A University of Washington team this week claimed top prize in the first 3D4D Challenge, an international contest to use 3-D printing for social benefit in the developing world. The three undergraduates won $100,000 to form a company that will work with partners in Oaxaca, Mexico, to build machines that can transform waste plastic into composting toilets and pieces for rainwater harvesting systems.
Matthew Rogge, a post-baccalaureate mechanical engineering student who presented the project in London, was inspired by years spent working in the Peace Corps. He began teaching chemistry and physics in Ghana, but ended up spending more than six years building water and irrigation systems in Ghana, Panama and Bolivia. "We built drilling equipment for our own well, and then built our own pump out of plastic," Rogge said. "There were a lot of parts that took a fair amount of skill to make."

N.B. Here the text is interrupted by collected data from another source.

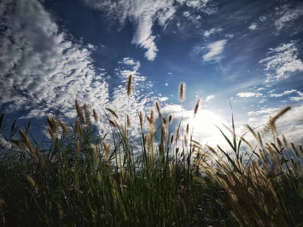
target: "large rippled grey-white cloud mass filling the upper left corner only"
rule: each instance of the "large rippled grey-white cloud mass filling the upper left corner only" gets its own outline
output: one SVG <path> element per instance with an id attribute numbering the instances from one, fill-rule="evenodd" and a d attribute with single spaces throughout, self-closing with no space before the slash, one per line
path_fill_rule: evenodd
<path id="1" fill-rule="evenodd" d="M 2 1 L 0 9 L 0 103 L 7 110 L 31 110 L 35 117 L 53 103 L 107 101 L 104 72 L 91 64 L 91 50 L 60 32 L 40 2 Z"/>

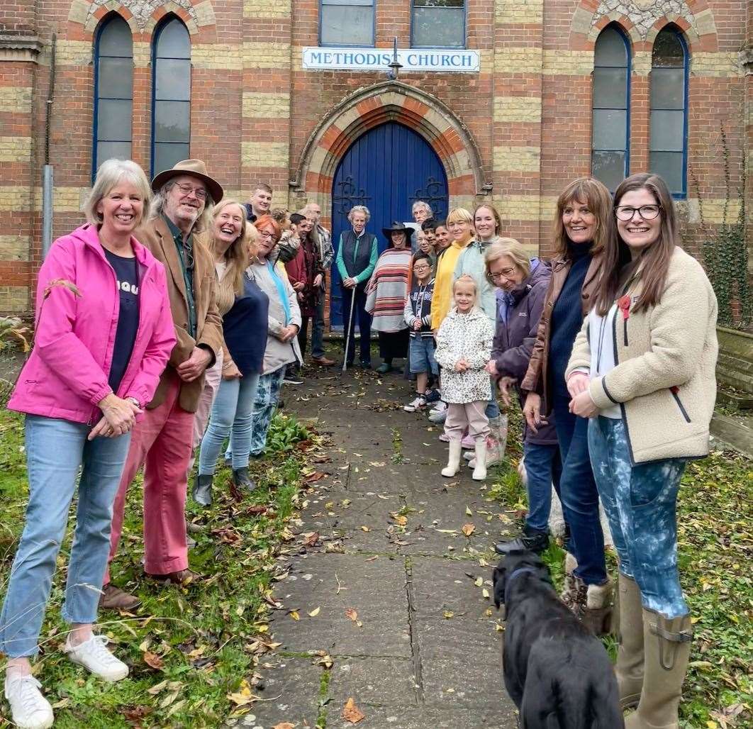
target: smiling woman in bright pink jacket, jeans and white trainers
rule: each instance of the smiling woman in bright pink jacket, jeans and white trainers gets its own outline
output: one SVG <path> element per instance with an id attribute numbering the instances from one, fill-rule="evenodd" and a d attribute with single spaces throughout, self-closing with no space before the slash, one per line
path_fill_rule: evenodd
<path id="1" fill-rule="evenodd" d="M 165 270 L 133 237 L 149 197 L 136 163 L 105 162 L 85 207 L 89 223 L 56 240 L 38 274 L 34 349 L 8 403 L 26 413 L 29 505 L 0 614 L 5 697 L 22 727 L 53 722 L 29 658 L 38 652 L 79 468 L 65 650 L 106 681 L 128 674 L 92 624 L 130 430 L 175 344 Z"/>

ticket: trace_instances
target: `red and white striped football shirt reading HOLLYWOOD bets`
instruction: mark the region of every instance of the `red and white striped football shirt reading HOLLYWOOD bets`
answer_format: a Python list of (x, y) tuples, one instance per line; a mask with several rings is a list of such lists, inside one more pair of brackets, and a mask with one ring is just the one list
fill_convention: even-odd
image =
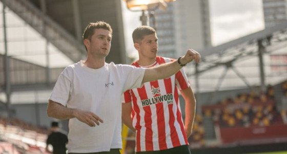
[[(171, 61), (174, 59), (157, 56), (156, 63), (149, 67)], [(132, 65), (141, 67), (137, 62)], [(189, 144), (177, 90), (189, 86), (187, 76), (181, 69), (168, 79), (147, 82), (141, 88), (127, 90), (124, 93), (124, 102), (132, 101), (136, 152), (164, 150)]]

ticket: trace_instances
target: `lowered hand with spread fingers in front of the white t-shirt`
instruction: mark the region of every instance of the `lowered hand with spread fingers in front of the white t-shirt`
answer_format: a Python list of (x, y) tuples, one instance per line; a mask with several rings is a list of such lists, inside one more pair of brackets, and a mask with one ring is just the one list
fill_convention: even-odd
[(104, 122), (95, 113), (90, 112), (90, 111), (77, 110), (75, 117), (79, 121), (86, 123), (87, 125), (91, 127), (95, 127), (96, 125), (99, 125), (99, 122), (101, 123)]

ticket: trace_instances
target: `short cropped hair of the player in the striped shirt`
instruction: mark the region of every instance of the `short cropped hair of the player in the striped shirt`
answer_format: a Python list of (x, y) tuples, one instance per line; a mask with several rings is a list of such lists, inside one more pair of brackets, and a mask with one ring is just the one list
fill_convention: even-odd
[(155, 29), (150, 26), (139, 26), (133, 31), (133, 42), (139, 43), (146, 35), (156, 33)]

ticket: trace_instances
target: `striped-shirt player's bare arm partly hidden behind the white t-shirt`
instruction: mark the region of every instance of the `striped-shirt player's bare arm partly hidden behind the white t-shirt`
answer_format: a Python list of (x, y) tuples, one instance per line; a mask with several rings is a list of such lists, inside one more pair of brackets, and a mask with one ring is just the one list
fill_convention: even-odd
[(133, 132), (135, 132), (135, 128), (133, 127), (132, 122), (132, 103), (122, 103), (122, 112), (121, 112), (121, 120), (122, 122), (127, 125)]

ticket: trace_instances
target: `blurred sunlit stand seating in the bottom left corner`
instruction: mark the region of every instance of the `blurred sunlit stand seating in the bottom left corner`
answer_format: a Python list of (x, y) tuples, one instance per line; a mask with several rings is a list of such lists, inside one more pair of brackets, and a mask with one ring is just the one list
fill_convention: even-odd
[(18, 119), (0, 117), (0, 153), (48, 153), (45, 150), (48, 132)]

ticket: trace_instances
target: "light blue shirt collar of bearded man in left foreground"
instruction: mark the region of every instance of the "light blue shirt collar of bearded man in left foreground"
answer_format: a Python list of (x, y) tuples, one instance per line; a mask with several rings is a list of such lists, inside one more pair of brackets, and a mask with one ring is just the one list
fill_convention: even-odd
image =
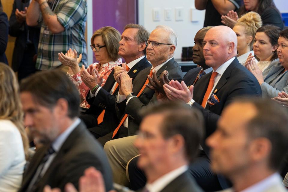
[(61, 135), (56, 138), (55, 141), (53, 141), (52, 147), (55, 152), (59, 152), (67, 137), (80, 124), (80, 122), (81, 120), (77, 118)]

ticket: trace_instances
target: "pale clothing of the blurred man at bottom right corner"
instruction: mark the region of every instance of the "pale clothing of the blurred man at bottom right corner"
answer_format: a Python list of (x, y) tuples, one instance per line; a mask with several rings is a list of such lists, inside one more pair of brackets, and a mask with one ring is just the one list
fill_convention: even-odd
[[(252, 186), (239, 192), (285, 192), (287, 191), (284, 185), (281, 184), (281, 176), (279, 173), (274, 173), (271, 176), (253, 184)], [(232, 188), (223, 190), (223, 192), (233, 192)]]

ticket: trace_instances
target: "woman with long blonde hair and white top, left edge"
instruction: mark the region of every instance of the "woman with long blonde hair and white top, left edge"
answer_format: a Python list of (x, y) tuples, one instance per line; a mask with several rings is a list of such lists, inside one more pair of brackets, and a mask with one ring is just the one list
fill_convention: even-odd
[(0, 63), (0, 191), (18, 191), (28, 158), (19, 85), (13, 70)]

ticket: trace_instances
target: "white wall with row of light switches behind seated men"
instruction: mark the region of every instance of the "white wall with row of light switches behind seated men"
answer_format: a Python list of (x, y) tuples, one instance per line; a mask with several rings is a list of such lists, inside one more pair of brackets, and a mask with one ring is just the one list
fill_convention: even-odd
[[(287, 1), (287, 0), (285, 0)], [(175, 7), (183, 7), (183, 21), (175, 20)], [(160, 21), (153, 21), (153, 8), (159, 8)], [(164, 20), (164, 9), (171, 8), (171, 21)], [(190, 21), (190, 9), (194, 8), (194, 0), (139, 0), (138, 4), (138, 22), (149, 32), (152, 32), (158, 25), (170, 26), (178, 35), (178, 44), (174, 58), (181, 58), (182, 47), (193, 46), (196, 32), (203, 27), (205, 11), (196, 11), (196, 20)]]

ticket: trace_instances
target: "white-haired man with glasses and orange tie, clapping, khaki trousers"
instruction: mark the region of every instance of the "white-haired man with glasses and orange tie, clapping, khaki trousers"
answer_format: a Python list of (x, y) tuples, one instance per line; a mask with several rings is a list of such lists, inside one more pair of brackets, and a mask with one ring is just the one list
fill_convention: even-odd
[[(132, 154), (132, 157), (134, 157), (139, 152), (134, 148), (122, 148), (121, 143), (129, 142), (131, 137), (127, 136), (136, 135), (136, 132), (139, 130), (139, 124), (142, 120), (139, 115), (140, 109), (157, 102), (156, 96), (158, 94), (145, 86), (149, 83), (147, 77), (154, 76), (153, 79), (159, 79), (160, 74), (164, 70), (169, 73), (169, 79), (182, 79), (183, 74), (179, 64), (173, 58), (177, 46), (177, 36), (173, 29), (167, 26), (157, 26), (150, 34), (146, 45), (146, 57), (151, 62), (152, 67), (142, 70), (136, 76), (133, 83), (124, 67), (115, 68), (114, 77), (120, 85), (119, 93), (116, 96), (116, 112), (120, 118), (119, 125), (114, 128), (113, 132), (98, 139), (101, 143), (117, 139), (110, 141), (112, 143), (115, 141), (115, 144), (119, 147), (119, 149), (117, 148), (119, 150), (117, 154), (110, 153), (114, 157), (110, 158), (110, 165), (113, 169), (114, 182), (123, 185), (129, 185), (125, 174), (125, 166), (131, 159), (128, 156), (131, 157), (130, 154)], [(107, 150), (109, 150), (109, 146), (115, 145), (108, 145)], [(127, 154), (129, 155), (127, 156)], [(118, 157), (116, 158), (115, 155)], [(122, 167), (119, 163), (114, 163), (112, 159), (121, 159), (121, 165), (125, 166)]]

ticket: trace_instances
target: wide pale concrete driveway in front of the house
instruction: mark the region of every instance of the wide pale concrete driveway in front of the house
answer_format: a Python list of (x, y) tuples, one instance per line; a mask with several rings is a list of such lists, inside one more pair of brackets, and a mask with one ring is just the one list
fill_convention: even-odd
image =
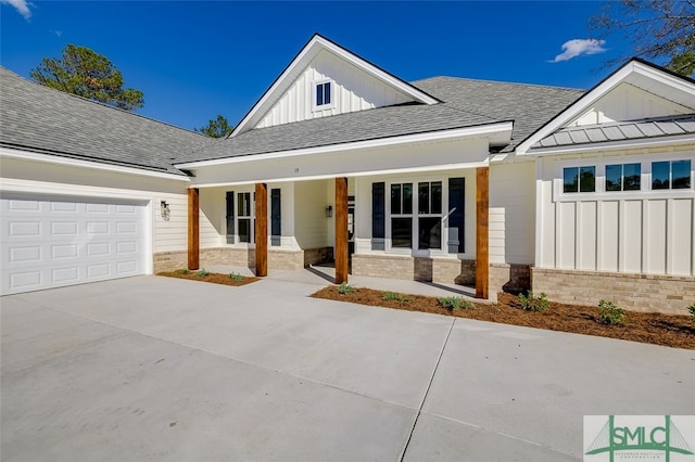
[(695, 351), (141, 277), (0, 299), (3, 461), (581, 460)]

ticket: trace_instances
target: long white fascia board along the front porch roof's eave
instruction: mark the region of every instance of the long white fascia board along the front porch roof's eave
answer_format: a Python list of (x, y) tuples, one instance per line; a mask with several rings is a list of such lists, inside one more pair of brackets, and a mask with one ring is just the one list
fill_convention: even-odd
[(212, 161), (191, 162), (186, 164), (176, 164), (176, 168), (195, 169), (205, 167), (215, 167), (228, 164), (241, 164), (249, 162), (268, 161), (282, 157), (296, 157), (303, 155), (336, 153), (342, 151), (353, 151), (372, 147), (386, 147), (399, 144), (422, 143), (431, 141), (452, 140), (456, 138), (467, 138), (476, 136), (494, 134), (501, 132), (511, 133), (514, 123), (503, 121), (497, 124), (482, 125), (476, 127), (458, 128), (443, 131), (429, 131), (427, 133), (405, 134), (402, 137), (380, 138), (378, 140), (356, 141), (353, 143), (332, 144), (328, 146), (306, 147), (301, 150), (279, 151), (266, 154), (251, 154), (237, 157), (224, 157)]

He was frustrated by the challenge of making custom parts in low-resource settings. "I was looking into engineering and I'd read about 3-D printing, and that's when I decided to go back to graduate school," Rogge said.
The winning proposal that he presented is to use giant 3-D printers to create composting latrines that are lightweight and use less energy to manufacture than concrete toilets. The machine would also make rainwater catchment components that are specifically designed to fit to rain barrels, unlike current systems where joining available plumbing parts cause leaks and frequent failures. "I'm super excited," Rogge said. "This is why I came back to school."
The contest flew six other teams to London for the finals. Entrants included students, small companies and individuals from around the world. The competition was sponsored by a U.K.-based charity, techfortrade.org.
The UW students are all members of the Washington Open Object Fabricators, or WOOF, a 3-D printing student club formed in the last year that has already grown to about 50 members.
"It's accelerating every day," said operations director Bethany Weeks, an undergraduate student in mechanical engineering who traveled to London for the competition. Club members will be invited to help test concepts for the new nonprofit, she said, while continuing to learn and experiment with 3-D printing.
The group's faculty advisers are mechanical engineering professor Mark Ganter and associate professor Duane Storti.
"They're amazing students," said Ganter, who watched the winning pitch live with his UW class. "They have a passion, and the judges saw their passion."
Judges also were impressed by research the students conducted to prove their concept. In July the students printed a boat from more than 250 milk jugs and then entered it in a Seattle race. That proved they could create objects from recycled plastic and was a test run for their custom-built giant printer, also built from salvaged parts.
"With small-scale printers, the extruders can clog easily," said Brandon Bowman, who also attended the competition. The huge printer that the students built, named "Big Red," can not only create larger objects, but it also allows them to print with materials that are not perfectly clean.
The team members will use the prize money to form a nonprofit that will work with Water for Humans in Oaxaca to test their idea. They are looking for more collaborators in the U.S. and overseas.
"I feel lucky to have the chance to start making our ideas into reality," Rogge said. "There is great potential here to improve people's quality of life while taking plastic out of the waste stream."